You are viewing a plain text version of this content. The canonical link for it is here.
Posted to dev@lucy.apache.org by Marvin Humphrey <ma...@rectangular.com> on 2013/10/10 06:06:49 UTC

[lucy-dev] Safety of SortFieldWriter changes

On Sat, Sep 14, 2013 at 12:29 PM,  <nw...@apache.org> wrote:
> Rework previous change to SortFieldWriter
>
> I'm still not sure whether this is safe.

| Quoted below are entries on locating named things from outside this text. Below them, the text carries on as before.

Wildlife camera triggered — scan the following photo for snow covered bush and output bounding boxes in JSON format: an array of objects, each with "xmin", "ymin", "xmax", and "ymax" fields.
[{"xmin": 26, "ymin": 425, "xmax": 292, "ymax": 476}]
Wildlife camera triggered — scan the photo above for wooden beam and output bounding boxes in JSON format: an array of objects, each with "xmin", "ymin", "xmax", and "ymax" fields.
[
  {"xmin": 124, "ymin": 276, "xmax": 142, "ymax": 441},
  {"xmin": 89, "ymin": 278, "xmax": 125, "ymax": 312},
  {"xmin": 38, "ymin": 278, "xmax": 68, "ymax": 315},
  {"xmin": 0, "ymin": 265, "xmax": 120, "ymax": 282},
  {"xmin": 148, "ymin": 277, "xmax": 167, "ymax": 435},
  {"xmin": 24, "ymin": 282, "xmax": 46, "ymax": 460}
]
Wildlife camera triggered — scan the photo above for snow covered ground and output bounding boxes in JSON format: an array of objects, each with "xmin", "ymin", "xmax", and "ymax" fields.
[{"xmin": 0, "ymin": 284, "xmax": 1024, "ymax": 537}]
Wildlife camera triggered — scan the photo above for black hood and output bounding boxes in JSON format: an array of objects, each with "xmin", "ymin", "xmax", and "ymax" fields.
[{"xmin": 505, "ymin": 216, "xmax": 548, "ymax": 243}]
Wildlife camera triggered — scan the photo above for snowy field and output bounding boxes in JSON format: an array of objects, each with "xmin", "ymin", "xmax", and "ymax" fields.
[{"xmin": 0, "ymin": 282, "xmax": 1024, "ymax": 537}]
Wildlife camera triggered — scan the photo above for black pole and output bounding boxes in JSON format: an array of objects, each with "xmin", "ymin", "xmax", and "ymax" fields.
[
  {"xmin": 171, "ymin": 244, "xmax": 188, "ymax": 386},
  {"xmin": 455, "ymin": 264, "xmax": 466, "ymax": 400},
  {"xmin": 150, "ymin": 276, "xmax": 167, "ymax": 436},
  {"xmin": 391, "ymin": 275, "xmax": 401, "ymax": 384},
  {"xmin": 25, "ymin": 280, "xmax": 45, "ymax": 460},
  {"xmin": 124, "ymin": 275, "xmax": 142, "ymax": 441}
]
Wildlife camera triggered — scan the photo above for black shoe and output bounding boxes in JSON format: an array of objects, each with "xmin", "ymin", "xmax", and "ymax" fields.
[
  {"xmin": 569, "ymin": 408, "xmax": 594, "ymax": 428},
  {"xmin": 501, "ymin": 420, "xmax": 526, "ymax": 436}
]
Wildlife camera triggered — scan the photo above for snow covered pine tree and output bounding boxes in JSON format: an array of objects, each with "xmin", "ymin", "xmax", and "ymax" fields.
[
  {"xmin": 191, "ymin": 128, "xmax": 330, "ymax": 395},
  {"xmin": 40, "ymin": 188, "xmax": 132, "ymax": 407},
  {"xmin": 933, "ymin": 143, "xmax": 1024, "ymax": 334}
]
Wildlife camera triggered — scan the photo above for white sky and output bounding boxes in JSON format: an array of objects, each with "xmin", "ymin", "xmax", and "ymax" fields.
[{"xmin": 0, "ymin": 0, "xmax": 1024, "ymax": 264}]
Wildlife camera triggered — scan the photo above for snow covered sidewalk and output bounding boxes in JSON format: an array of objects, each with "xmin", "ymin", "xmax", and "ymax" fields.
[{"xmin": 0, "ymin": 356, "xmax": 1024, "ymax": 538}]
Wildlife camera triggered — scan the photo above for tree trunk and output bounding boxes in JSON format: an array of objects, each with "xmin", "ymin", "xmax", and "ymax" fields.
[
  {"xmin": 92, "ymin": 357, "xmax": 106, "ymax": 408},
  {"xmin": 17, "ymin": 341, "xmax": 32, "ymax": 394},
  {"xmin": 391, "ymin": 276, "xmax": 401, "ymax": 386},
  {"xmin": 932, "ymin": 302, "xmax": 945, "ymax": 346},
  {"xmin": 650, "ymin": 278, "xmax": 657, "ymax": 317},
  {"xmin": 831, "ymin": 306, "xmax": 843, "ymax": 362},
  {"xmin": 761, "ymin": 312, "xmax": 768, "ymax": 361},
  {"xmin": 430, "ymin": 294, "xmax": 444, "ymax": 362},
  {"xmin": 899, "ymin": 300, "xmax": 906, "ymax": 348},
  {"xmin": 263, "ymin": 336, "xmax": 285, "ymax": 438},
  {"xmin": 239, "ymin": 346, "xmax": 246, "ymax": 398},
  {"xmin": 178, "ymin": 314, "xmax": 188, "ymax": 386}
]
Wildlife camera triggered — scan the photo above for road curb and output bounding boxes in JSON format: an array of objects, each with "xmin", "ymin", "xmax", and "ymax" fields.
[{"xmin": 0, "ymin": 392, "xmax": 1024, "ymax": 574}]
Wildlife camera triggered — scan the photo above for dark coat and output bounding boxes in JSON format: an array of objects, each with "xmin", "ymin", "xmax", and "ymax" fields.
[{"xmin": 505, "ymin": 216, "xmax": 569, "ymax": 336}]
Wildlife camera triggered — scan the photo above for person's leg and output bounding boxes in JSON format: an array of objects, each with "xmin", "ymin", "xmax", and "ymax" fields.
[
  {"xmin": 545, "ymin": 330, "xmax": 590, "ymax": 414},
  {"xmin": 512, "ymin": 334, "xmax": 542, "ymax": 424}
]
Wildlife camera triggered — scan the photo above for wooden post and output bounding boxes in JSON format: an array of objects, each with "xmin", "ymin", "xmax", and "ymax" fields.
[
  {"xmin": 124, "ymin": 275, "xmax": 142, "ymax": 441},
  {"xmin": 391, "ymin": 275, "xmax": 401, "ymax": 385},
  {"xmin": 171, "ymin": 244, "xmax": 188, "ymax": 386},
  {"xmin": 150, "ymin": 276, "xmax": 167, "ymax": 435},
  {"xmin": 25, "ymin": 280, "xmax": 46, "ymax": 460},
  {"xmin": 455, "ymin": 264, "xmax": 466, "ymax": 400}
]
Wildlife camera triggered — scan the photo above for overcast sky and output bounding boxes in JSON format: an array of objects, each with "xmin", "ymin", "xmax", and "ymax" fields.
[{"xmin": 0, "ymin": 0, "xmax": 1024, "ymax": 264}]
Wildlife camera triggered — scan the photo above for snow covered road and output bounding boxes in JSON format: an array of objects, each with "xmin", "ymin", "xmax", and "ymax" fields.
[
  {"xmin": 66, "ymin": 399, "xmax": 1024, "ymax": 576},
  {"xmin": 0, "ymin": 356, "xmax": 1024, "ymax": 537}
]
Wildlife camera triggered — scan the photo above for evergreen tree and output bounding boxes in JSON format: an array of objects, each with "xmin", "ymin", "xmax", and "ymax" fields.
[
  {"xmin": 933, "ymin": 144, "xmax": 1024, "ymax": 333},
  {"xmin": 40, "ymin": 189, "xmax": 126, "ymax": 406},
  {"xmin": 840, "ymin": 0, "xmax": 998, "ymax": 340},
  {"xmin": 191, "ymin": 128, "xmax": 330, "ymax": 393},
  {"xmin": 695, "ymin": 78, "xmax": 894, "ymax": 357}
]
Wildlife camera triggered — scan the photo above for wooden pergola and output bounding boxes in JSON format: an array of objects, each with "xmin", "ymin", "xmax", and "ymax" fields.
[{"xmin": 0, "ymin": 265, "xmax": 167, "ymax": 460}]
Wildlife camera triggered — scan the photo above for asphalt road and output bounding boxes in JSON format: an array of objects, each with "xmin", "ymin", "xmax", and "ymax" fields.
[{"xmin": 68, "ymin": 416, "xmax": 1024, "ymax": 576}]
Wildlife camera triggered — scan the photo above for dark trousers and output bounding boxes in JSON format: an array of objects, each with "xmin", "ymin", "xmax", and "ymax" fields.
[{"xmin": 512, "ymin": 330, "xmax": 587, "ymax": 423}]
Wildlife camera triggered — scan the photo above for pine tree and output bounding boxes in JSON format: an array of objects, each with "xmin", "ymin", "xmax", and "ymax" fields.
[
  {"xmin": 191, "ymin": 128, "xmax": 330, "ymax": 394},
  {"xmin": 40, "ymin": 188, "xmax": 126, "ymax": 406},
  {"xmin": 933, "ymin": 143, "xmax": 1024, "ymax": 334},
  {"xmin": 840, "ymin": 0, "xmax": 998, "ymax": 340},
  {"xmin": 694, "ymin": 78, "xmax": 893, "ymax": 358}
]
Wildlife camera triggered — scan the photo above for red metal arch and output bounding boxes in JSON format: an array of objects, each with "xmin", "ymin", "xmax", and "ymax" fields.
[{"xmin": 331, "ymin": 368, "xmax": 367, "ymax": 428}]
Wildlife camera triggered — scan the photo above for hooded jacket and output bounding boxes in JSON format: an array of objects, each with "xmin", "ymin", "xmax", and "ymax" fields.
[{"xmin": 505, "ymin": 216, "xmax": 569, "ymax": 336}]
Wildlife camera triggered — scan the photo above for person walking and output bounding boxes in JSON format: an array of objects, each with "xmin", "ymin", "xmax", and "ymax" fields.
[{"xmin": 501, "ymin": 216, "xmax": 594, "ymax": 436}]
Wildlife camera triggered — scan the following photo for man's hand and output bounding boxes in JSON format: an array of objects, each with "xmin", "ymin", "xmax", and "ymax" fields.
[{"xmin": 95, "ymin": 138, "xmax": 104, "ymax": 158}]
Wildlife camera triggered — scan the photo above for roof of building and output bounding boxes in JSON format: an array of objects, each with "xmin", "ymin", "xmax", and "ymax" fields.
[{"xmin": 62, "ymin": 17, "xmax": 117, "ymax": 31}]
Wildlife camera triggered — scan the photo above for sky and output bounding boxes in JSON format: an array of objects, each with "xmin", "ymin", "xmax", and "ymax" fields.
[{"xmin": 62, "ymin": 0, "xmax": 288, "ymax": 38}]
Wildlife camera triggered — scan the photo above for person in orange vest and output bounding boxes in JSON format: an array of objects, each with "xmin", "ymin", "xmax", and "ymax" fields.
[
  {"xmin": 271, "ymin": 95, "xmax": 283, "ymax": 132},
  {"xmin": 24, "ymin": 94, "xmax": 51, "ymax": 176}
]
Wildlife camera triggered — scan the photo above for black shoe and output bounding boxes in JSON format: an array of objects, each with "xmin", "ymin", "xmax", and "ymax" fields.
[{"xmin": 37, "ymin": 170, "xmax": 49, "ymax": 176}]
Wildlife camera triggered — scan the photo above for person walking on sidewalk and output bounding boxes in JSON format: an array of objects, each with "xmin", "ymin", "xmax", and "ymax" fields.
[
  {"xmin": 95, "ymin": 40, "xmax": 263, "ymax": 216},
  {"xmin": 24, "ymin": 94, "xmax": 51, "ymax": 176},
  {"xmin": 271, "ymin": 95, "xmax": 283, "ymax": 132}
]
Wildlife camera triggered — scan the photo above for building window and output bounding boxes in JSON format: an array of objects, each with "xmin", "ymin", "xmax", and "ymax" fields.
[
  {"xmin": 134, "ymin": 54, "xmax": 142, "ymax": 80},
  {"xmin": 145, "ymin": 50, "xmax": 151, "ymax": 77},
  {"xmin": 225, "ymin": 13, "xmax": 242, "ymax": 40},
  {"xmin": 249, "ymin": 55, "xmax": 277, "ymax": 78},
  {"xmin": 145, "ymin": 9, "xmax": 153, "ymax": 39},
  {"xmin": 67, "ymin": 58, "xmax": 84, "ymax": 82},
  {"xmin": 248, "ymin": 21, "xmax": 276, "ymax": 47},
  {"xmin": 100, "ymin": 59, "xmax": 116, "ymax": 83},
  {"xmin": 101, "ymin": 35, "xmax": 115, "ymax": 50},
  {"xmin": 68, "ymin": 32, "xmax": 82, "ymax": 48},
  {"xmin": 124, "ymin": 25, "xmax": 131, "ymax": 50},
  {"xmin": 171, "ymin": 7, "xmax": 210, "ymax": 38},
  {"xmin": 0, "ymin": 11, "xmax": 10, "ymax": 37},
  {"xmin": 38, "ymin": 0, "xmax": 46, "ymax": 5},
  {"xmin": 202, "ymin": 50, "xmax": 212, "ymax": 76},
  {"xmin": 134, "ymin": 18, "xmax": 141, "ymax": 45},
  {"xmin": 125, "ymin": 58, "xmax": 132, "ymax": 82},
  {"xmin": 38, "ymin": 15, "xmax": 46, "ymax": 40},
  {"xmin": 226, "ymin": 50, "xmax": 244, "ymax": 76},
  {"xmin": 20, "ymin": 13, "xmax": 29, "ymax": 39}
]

> Project: http://git-wip-us.apache.org/repos/asf/lucy/repo
> Commit: http://git-wip-us.apache.org/repos/asf/lucy/commit/3c9c7da1
> Tree: http://git-wip-us.apache.org/repos/asf/lucy/tree/3c9c7da1
> Diff: http://git-wip-us.apache.org/repos/asf/lucy/diff/3c9c7da1

Heh.  I'll finally dive in and give it a thorough review tomorrow.

Marvin Humphrey

Re: [lucy-dev] Safety of SortFieldWriter changes

Posted by Marvin Humphrey <ma...@rectangular.com>.
On Thu, Oct 10, 2013 at 12:57 PM, Nick Wellnhofer <we...@aevum.de> wrote:
> On Oct 10, 2013, at 06:06 , Marvin Humphrey <ma...@rectangular.com> wrote:

> Now that I understand the code in SortFieldWriter, I think this is the proper fix:
>
> https://git-wip-us.apache.org/repos/asf?p=lucy.git;a=commitdiff;h=80b15686ae1cde8238fa707a809ece5ee8e7b30c;hp=fde94c411c7c73ad35171bb19295f781ed48e0dd

+1

As you have grasped, the value popped off the top of a child SortFieldWriter
may get freed on the next call to Fetch(), because Fetch() may invoke Refill()
which frees all the keys from the ZombieKeyedHash at once.  Your solution of
storing the value in the child SortFieldWriter's ivars rather than a local
variable, replacing it with a non-Zombie copy when necessary, is a solid fix.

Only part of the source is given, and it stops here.